During his formative years, Cliff worked as an orderly at St. Joseph’s hospital. In his youth, if you couldn’t find him on the water, you might have sought him at the potter’s wheel at the Savannah Country Day School, where he won awards for his work in three-dimensional forms.
After earning his undergraduate degree at the University of Georgia, Dr. Cannon added a Master’s degree from Georgia Southern University. He attended medical school at the Mercer University School of Medicine in Macon, Georgia and completed a categorical five-year residency in General Surgery at the (Mercer) Medical Center of Central Georgia.
Board-Certified Plastic Surgeon
Dr.

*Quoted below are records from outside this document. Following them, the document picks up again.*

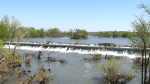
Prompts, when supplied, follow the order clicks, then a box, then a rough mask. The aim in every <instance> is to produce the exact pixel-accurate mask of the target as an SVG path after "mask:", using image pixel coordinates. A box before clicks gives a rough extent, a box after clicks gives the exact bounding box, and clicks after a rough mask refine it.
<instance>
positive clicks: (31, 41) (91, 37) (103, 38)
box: [25, 36, 130, 45]
mask: <svg viewBox="0 0 150 84" xmlns="http://www.w3.org/2000/svg"><path fill="white" fill-rule="evenodd" d="M25 41H31V42H46V41H50V42H56V43H77V42H78V43H83V44H98V43H114V44H117V45H130V41H129V39H128V38H107V37H96V36H89V37H88V39H81V40H73V39H70V38H68V37H59V38H50V37H47V38H46V37H45V38H30V39H25Z"/></svg>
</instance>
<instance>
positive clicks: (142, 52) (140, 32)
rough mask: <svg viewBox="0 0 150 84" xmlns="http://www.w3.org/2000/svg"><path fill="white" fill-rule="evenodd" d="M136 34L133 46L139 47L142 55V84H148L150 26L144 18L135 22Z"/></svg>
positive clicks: (134, 25) (141, 79) (147, 22)
mask: <svg viewBox="0 0 150 84" xmlns="http://www.w3.org/2000/svg"><path fill="white" fill-rule="evenodd" d="M133 26H134V32H135V34H136V37H134V39H132V42H133V44H134V45H135V46H136V47H139V48H140V50H141V54H142V64H141V73H142V74H141V75H142V76H141V83H142V84H146V82H147V69H148V64H149V60H148V59H147V58H148V55H147V54H148V52H147V48H148V46H149V45H150V37H149V36H150V24H149V22H147V21H145V20H144V19H143V18H138V19H137V20H135V21H134V22H133Z"/></svg>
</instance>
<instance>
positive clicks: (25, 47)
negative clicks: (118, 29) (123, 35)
mask: <svg viewBox="0 0 150 84" xmlns="http://www.w3.org/2000/svg"><path fill="white" fill-rule="evenodd" d="M14 47H15V46H14V45H5V46H4V48H11V49H13V48H14ZM16 49H18V50H28V51H53V52H61V53H78V54H101V55H103V56H106V55H107V56H110V55H111V56H119V57H128V58H131V59H133V58H136V57H140V56H139V55H138V54H129V53H127V52H123V53H118V52H117V51H107V50H83V49H67V47H66V48H60V47H56V48H50V47H47V48H43V47H42V46H40V47H31V46H17V47H16Z"/></svg>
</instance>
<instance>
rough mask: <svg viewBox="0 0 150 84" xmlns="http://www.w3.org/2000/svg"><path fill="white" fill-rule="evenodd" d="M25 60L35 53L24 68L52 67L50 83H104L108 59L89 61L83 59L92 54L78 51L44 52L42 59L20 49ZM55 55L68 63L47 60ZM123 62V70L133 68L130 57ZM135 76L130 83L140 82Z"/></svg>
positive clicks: (34, 72) (32, 69)
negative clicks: (103, 71)
mask: <svg viewBox="0 0 150 84" xmlns="http://www.w3.org/2000/svg"><path fill="white" fill-rule="evenodd" d="M18 52H19V53H20V54H21V55H22V56H23V57H22V58H23V60H25V56H26V54H27V53H30V54H32V55H33V58H32V64H31V66H27V65H25V64H23V66H22V68H25V69H26V70H31V73H32V74H34V73H35V72H36V71H37V70H38V68H39V67H41V66H44V68H46V69H49V68H50V69H51V72H52V73H51V74H50V75H51V76H52V77H53V80H52V83H50V84H103V80H102V76H103V73H102V71H101V69H100V68H101V67H100V66H101V64H103V63H105V62H106V61H107V60H104V59H102V60H100V61H98V62H88V61H85V60H83V59H84V58H87V57H90V55H81V54H76V53H67V54H65V53H58V52H46V51H44V52H42V54H41V55H42V56H41V60H38V59H37V56H38V52H37V51H33V52H29V51H18ZM49 56H50V57H53V58H56V59H64V60H66V63H62V64H61V63H59V62H47V57H49ZM120 62H121V64H122V69H121V70H122V71H123V72H124V73H126V72H127V71H130V70H131V67H132V60H130V59H128V58H124V59H120ZM138 78H139V76H137V78H135V79H134V80H132V81H131V82H129V84H139V83H140V80H139V79H138ZM8 84H9V83H8Z"/></svg>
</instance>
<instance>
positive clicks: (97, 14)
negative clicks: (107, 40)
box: [0, 0, 150, 31]
mask: <svg viewBox="0 0 150 84" xmlns="http://www.w3.org/2000/svg"><path fill="white" fill-rule="evenodd" d="M141 3H144V4H146V5H150V0H0V17H2V16H4V15H8V16H14V17H15V18H17V19H18V20H19V21H20V22H21V23H22V25H24V26H32V27H36V28H45V29H48V28H52V27H58V28H60V30H62V31H67V30H70V29H77V28H80V29H86V30H88V31H114V30H115V31H131V30H132V24H131V23H132V22H133V21H134V20H135V19H136V16H141V15H143V10H142V9H139V8H138V5H139V4H141Z"/></svg>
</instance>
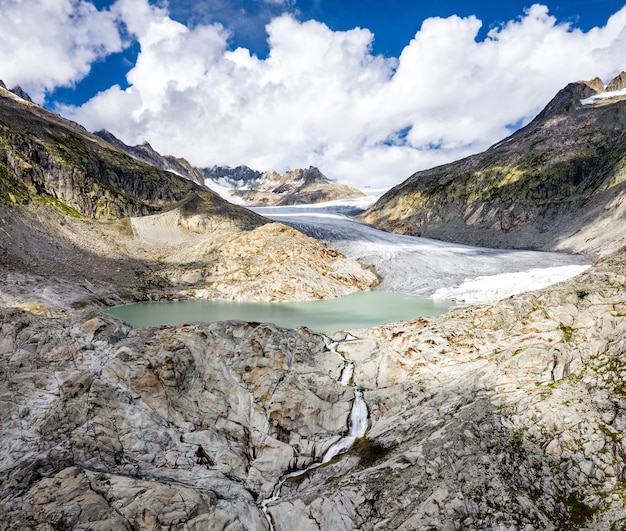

Cannon received his fellowship training in Plastic Surgery at the Tulane University School of Medicine, and his research has been published in both Plastic and Reconstructive Surgery and the Annals of Plastic Surgery.
Dr. Cannon and his team specialize in breast reconstruction and augmentation, performing DIEP Flap reconstruction for breast cancer survivors in Savannah, South Georgia, and the Low Country. This sophisticated microsurgery has been called the “new, gold standard” in reconstructive breast care, as it improves upon the former standard by leaving the muscles of the abdominal wall intact.